In order to mop up extra liquidity from the system in view of demonetisation, government and the Reserve Bank on Friday  sharply raised the Market Stabilisation Scheme (MSS) ceiling to Rs 6 lakh crore from Rs 30,000 crore. Economic Affairs Secretary Shaktikanta Das said RBI will operate within that limit as per requirement, not as if the entire quantum of MSS would be utilised overnight.

“Whatever liabilities come in this year we should be able to absorb it in Budget provisions for interest payment, which is there already in the Budget,” he told reporters.

Meanwhile, RBI today auctioned the 28-day Cash Management Bills of Government of India worth Rs 20,000 crore.

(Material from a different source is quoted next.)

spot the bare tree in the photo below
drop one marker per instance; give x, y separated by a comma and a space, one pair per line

The announcement regarding the auction of CMBs was made within minutes of increase in MSS ceiling. CMBs will have the generic character of Treasury Bills, it added.

After the withdrawal of the legal tender character of the Rs 500/1,000 denomination notes with effect from November 9, there has been a surge in deposits with the banks, the Reserve Bank said in a notification. Consequently, there has been a significant increase of liquidity in the banking system that is expected to continue for some time, it said.

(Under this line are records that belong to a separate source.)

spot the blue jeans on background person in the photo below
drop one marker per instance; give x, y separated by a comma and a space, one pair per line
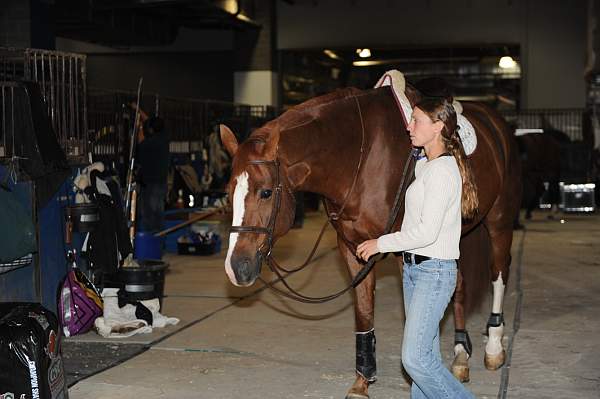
428, 287
152, 206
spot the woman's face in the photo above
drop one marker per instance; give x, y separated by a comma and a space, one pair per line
423, 131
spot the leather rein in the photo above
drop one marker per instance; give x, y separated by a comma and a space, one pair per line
265, 249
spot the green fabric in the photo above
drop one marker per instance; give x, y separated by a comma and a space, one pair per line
16, 228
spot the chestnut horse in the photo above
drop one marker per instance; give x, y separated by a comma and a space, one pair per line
351, 146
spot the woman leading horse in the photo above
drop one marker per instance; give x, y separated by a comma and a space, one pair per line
333, 145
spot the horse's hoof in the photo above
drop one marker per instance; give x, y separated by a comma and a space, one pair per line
460, 367
494, 362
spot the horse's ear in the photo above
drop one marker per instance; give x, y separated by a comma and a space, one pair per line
298, 173
228, 139
272, 142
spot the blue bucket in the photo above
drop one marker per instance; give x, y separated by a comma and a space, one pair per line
147, 246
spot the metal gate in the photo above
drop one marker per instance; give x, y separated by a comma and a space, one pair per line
62, 80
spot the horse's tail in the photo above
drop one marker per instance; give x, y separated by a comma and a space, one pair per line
475, 261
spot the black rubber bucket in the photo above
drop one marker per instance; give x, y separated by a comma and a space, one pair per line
85, 217
141, 283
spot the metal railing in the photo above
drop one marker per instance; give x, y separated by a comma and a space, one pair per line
569, 121
188, 121
62, 80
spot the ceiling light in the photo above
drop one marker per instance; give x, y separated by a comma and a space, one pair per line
363, 52
332, 54
507, 62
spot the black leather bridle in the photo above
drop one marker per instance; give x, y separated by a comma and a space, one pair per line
268, 231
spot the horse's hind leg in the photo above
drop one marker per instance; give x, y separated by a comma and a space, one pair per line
364, 304
462, 342
494, 351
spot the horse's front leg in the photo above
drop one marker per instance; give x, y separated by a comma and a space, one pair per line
494, 351
462, 342
364, 305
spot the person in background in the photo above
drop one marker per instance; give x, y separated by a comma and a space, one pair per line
152, 156
442, 194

“In order to facilitate liquidity management operations by the RBI in the current scenario, the government has, on the recommendation of the RBI, decided to revise the ceiling for issue of securities under the MSS to Rs 6,000 billion,” it added.

MSS bonds are issued with the objective of providing the central bank with a stock of securities with which it can intervene in the market for managing liquidity. These securities are not issued to meet government’s expenditure.

As part of liquidity management exercise, RBI last week asked lenders to temporarily maintain an incremental cash reserve ratio (CRR) of 100 per cent.